Gunned down while presiding at the Lord’s Table, these were his final words:

“I have been threatened with death. Nevertheless, as a Christian, I
do not believe in death without resurrection. If they kill me, I shall arise in the people. . . . I will die, but the church of God, which is the people, will never perish.” 
Father Romero learned at the cost of his own life about the hatred that is unleashed when love in en-fleshed.
          We remember Benjamin Weir, former moderator of our denomination, who was held hostage in Lebanon in the 1980s. Faced daily with torture and the threats of death, Weir recounts how he kept his spiritual sanity: 
“Sunday morning in captivity I awoke. In my mind’s eye I could
see Christians all awaking and proceeding to places of worship. There they gathered at the Lord’s Table. My mind moved westward with the sun. I envisioned people of various cultural backgrounds gathering. I was part of this far-flung family, the very body of Christ.   I unwrapped my piece of bread held back from my previous meager meal and began the Presbyterian order of worship. When it came to sharing the cup I had no visible wine, but this didn’t seem to matter. I knew that others were taking the cup for me elsewhere at this universal table. As others prayed for me, so I prayed for them.” 

Faced with the harangues of hatred, Romero and Weir sustained
life and faced death living out the sacrament of non-violent love. 
I realize that these two Christians are exceptional. I also know that for many Christians today, the season of Epiphany is a footnote that is long ago forgotten. For many, the story of the Magi is arcane and irrelevant, as rusty and useless as an old two-wheeler left out in the rain for years.
          For many churches and for most Christians, today is not the eighth day of Christmas or the approaching Eve of Epiphany.
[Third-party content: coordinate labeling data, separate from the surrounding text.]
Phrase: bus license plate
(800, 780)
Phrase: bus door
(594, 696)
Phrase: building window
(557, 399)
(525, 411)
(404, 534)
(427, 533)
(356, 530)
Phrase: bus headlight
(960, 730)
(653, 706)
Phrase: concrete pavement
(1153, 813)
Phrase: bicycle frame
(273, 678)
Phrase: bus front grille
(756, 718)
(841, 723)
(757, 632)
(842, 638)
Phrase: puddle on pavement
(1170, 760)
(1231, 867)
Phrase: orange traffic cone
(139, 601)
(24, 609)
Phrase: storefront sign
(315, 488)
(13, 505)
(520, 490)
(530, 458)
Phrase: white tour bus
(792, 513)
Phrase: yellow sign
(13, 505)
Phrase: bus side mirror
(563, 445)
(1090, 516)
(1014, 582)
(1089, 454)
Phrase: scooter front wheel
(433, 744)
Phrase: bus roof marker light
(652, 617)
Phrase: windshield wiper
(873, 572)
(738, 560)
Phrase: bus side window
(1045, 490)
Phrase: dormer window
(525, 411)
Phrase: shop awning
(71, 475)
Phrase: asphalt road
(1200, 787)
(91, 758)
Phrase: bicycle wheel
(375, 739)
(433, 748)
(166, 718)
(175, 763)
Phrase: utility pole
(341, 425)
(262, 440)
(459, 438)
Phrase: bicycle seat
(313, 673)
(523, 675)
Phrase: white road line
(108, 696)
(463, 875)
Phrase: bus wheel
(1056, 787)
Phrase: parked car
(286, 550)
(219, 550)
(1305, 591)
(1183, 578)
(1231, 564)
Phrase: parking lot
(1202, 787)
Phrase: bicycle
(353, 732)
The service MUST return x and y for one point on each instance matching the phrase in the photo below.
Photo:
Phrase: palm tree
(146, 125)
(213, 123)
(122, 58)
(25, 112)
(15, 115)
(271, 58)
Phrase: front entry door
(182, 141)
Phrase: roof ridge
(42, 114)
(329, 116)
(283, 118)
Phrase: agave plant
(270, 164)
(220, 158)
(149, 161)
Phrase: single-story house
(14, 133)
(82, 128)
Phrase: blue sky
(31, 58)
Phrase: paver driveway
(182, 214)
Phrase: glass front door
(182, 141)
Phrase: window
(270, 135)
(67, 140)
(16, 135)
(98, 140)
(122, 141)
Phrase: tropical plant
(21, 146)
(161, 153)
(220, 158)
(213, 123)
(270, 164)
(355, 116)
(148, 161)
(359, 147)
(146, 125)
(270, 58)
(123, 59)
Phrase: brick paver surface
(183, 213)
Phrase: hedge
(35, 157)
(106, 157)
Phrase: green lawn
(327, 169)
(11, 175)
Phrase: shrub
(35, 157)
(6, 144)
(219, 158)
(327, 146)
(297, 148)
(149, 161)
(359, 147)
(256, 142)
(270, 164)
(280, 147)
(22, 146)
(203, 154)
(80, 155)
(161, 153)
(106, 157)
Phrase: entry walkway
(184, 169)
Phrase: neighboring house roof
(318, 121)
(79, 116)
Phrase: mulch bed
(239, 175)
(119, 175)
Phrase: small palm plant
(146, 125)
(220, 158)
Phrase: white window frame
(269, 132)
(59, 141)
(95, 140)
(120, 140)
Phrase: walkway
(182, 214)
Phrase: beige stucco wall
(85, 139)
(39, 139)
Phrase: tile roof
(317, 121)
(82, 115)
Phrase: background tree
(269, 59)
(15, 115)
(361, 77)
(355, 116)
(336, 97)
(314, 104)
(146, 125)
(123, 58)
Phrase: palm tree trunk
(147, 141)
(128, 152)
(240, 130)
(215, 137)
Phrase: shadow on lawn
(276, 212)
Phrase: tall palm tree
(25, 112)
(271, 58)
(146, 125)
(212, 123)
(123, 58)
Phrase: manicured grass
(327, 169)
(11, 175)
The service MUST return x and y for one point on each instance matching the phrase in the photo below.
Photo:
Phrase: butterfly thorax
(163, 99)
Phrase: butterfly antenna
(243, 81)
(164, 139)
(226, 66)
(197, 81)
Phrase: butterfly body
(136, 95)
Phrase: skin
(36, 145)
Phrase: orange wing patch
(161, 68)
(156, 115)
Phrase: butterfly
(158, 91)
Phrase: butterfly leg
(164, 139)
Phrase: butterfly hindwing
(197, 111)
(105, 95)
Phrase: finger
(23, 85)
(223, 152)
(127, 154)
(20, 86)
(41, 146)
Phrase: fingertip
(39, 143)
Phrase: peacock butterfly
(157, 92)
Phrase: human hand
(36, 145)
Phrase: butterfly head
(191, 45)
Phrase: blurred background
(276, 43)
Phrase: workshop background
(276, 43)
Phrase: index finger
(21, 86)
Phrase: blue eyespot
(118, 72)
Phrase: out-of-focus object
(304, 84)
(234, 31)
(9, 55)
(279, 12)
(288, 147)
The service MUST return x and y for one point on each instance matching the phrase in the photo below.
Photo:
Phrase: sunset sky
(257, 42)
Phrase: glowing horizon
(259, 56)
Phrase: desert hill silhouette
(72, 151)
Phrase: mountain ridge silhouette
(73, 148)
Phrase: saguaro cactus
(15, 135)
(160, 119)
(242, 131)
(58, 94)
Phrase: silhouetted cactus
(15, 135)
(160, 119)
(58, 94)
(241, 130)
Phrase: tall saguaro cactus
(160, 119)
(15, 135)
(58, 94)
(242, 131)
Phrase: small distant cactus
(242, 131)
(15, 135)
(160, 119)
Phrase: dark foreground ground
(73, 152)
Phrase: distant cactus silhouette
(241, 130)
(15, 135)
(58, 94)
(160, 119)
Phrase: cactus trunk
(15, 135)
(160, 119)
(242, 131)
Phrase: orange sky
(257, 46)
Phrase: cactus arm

It is New Year’s Day. It is time to start making resolutions so we can break them in good order.
Why fight culture? For Matthew, it is well worth the fight for Epiphany gives notice to the church that the One we follow was born in rags, lest we neglect those who still live in them. The One we follow was forced into exile, lest we ignore and even persecute those who are aliens in our land. The One we follow was executed for trumped-up reasons, lest we forget those who die in our prisons because of justice denied.    
Epiphany declares to the faithful the edgy truth not that if we just believe hard enough then something good is going to happen to us. That is, at best, a naïve, churchy lie. The edgy truth of Epiphany for sophisticated, urbane, well-educated, often cynical Christians is that God’s hope and promise shines with the same luster now as on the first Epiphany. Neither Herod nor Pilate nor Caesar nor any person since has been able to stop the loving and redemptive purposes of God.   
          The Epiphany faith still shines like the brightest star on the darkest night. The Epiphany faith is what creates in us a spirit of non-violent love despite the rousing choruses of hatred, a spirit of invitation to extend a warm welcome to the “other” despite the word on the street to keep to ourselves, a spirit of acceptance to embrace expressions of doubt despite our absolute enchantment with certainty.   
          The Epiphany faith is the gift that Matthew wants us to claim on this first day of the calendar year 2017, on this 8th day of Christmas, and on the great feast day ahead. It is claimed every time we feast at this table and every time the waters of baptism flow. It is a star-shining, hope-giving, life-renewing Epiphany faith in God’s resolution to shine light into utter darkness, a resolution of life and light that God never breaks!       
So, on this eighth day of Christmas and this New Year’s Day, let me be the first to wish you a blessed, a holy, and a star-shining Epiphany!